The faster-bulk plug-in is developed by the Alibaba Cloud Elasticsearch team. This plug-in aggregates bulk write requests in batches based on the specified maximum request size and aggregation interval. This prevents small bulk requests from blocking the write queue, improves write throughput, and reduces write request rejections. This topic introduces the use scenarios of the plug-in and describes how to use the plug-in.

Scenarios

The faster-bulk plug-in is ideal for scenarios in which write throughput is high and numerous index shards exist. The plug-in can improve the write throughput by more than 20% in these scenarios.
Notice The faster-bulk plug-in aggregates bulk write requests in batches before it writes data to shards. Therefore, we recommend that you do not use this plug-in in latency-sensitive scenarios.
  • Test environment
    • Node configuration: 3 data nodes and 2 independent client nodes. Each node offers 16 vCPUs and 64 GiB of memory.
    • Dataset: nyc_taixs provided by Rally in open source Elasticsearch. The size of a single document is 650 bytes.
    • Parameter setting: The apack.fasterbulk.combine.interval parameter is set to 200ms.
    • Translog status: Tests are performed in each of the synchronous and asynchronous states. If the index.translog.durability parameter is set to request, translogs are in the synchronous state. If the index.translog.durability parameter is set to async, translogs are in the asynchronous state.
  • Test results
    Translog status Write performance of an open source Elasticsearch cluster without faster-bulk (document/s) Write performance of an Alibaba Cloud Elasticsearch cluster with faster-bulk (document/s) Performance improvement (percentage)
    Synchronous 182,314 226,242 23%
    Asynchronous 218,732 241,060 10%
  • Test conclusion

    The write performance is improved in both the synchronous state (default state) and asynchronous state after the faster-bulk plug-in is used. In the synchronous state, the write performance is improved by 23%.

Prerequisites

  • An Alibaba Cloud Elasticsearch V6.7.0 or V7.10.0 cluster is created.
    For more information, see Create an Alibaba Cloud Elasticsearch cluster.
    Note Only Alibaba Cloud Elasticsearch V6.7.0 and V7.10.0 clusters of the Standard or Advanced Edition support the faster-bulk plug-in.
  • The faster-bulk plug-in is installed.
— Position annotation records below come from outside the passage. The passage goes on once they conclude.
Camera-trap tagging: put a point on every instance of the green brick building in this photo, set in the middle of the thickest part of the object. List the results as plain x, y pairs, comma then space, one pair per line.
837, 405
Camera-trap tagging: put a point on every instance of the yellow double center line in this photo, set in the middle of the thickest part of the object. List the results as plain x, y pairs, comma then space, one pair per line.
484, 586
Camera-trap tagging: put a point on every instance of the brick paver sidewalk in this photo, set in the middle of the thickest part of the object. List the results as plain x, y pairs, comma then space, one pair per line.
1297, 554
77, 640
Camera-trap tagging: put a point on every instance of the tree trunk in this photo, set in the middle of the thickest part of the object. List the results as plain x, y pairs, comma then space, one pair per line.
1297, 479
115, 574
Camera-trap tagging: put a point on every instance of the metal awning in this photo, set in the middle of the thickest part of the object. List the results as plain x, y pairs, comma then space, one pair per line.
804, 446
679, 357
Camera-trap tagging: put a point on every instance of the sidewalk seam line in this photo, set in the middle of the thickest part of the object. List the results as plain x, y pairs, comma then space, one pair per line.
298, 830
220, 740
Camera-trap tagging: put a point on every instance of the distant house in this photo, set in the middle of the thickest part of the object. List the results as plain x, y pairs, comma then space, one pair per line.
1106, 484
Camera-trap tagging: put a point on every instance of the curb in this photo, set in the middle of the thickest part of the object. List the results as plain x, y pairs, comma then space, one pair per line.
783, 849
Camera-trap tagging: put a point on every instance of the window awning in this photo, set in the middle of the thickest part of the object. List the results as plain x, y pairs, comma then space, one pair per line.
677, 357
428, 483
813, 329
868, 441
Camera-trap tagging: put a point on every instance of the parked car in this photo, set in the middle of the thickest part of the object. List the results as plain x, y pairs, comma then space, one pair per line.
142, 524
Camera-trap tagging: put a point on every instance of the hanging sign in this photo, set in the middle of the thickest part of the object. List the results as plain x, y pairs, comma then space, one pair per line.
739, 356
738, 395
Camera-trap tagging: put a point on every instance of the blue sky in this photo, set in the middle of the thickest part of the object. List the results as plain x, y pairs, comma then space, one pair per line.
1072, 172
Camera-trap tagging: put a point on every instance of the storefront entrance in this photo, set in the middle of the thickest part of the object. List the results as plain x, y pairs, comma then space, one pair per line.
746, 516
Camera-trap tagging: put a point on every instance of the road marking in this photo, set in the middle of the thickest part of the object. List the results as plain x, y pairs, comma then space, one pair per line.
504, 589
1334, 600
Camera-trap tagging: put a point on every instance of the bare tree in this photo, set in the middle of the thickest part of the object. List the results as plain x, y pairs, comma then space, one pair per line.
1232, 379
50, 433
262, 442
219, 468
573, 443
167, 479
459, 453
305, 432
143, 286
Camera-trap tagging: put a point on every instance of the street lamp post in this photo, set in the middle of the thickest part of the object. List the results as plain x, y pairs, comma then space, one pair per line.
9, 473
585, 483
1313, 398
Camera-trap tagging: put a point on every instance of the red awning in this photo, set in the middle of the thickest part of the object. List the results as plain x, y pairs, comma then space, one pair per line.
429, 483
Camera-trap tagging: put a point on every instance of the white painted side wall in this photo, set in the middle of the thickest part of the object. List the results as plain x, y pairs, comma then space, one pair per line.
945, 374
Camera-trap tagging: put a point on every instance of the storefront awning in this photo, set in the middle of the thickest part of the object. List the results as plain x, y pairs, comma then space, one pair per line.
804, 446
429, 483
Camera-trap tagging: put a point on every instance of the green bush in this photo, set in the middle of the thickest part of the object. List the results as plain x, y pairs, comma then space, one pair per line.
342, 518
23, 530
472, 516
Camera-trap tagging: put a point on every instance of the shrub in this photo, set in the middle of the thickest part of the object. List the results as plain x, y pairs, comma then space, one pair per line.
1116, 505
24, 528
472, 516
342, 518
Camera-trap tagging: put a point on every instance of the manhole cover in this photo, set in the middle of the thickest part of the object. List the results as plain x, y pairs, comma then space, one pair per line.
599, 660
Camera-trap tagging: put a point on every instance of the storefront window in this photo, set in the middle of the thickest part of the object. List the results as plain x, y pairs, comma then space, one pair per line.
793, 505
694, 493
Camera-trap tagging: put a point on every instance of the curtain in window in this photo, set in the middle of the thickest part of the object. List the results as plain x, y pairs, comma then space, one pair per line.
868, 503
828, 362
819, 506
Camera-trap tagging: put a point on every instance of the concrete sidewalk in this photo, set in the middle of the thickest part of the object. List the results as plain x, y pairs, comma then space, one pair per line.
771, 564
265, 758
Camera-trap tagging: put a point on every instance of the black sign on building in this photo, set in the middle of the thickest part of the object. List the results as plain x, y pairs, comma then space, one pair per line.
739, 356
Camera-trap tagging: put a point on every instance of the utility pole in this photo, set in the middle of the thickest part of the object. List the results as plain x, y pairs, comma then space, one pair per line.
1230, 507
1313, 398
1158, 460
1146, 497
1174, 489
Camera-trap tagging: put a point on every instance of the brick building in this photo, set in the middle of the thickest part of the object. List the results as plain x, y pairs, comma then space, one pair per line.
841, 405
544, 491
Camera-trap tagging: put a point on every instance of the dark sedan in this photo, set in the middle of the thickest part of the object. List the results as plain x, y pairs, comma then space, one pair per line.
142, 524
    For more information, see Install and remove a built-in plug-in. After the plug-in is installed, the bulk request aggregation feature is disabled by default. Before you use this plug-in, you must enable this feature.

Enable the bulk request aggregation feature

  1. Log on to the Kibana console of the Elasticsearch cluster.
    For more information, see Log on to the Kibana console.
  2. In the left-side navigation pane, click Dev Tools.
  3. On the Console tab of the page that appears, run the following command to enable the bulk request aggregation feature:
    PUT _cluster/settings
    {
       "transient" : {
          "apack.fasterbulk.combine.enabled":"true"
       }
    }
    Note You can also use the cURL tool or a third-party visualizer to run the preceding command.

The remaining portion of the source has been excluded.